Segundo informações da coluna do jornalista Lauro Jardim, no Estado de S.Paulo, vazamentos de Moraes sobre etapas da Lava Jato, como ocorrido no evento partidário que antecedeu a prisão de Palocci são comuns.

8) Na sua gestão, a PM foi extremamente violenta

Em agosto do ano passado, São Paulo registrou a maior chacina do estado nos últimos anos. Dezenove pessoas foram mortas e cinco foram feridas em Osasco e Barueri.
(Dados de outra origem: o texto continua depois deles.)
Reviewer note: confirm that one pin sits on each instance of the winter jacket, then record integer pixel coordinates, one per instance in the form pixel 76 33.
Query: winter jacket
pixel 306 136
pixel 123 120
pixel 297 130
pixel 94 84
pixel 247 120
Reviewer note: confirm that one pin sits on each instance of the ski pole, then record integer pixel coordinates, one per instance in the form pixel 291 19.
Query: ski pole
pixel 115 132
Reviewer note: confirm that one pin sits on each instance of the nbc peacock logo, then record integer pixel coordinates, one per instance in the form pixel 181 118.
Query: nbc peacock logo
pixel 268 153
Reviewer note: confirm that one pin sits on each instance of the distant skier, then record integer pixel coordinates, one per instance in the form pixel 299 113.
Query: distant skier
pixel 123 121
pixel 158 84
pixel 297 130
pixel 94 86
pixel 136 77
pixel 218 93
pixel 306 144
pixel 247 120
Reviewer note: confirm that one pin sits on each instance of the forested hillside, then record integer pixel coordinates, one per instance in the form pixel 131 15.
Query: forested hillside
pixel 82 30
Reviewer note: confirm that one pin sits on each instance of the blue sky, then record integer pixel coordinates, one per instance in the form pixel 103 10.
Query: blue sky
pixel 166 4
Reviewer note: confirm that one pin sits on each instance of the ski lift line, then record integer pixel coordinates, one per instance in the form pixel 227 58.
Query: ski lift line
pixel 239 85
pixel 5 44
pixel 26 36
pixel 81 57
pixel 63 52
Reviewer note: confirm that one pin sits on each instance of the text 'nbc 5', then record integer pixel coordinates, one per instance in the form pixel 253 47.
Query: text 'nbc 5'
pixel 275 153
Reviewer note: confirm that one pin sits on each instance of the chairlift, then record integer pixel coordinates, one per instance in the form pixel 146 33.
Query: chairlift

Até onde se sabe, sete policiais e guardas-civis teriam se organizado para vingar a morte de um colega da corporação. Passado mais de um ano, tudo indica que ninguém será responsabilizado.

O episódio “coroou” a gestão. Enquanto estava em cargo de secretário de segurança pública, Moraes deixou sua marca no aumento dos índices de violência policial de São Paulo. Na época do ocorrido, o advogado, Roberto Tardelli escreveu ao Justificando “enojado e aterrorizado“. Leia aqui.

7) Refugiados

Diferente do governo de Dilma Rousseff, que afirmou estar “de braços abertos” para acolher refugiados, podendo chegar a alojar 100 mil pessoas,  o Michel Temer suspendeu as negociações que mantinha com a Europa para receber refugiados sírios.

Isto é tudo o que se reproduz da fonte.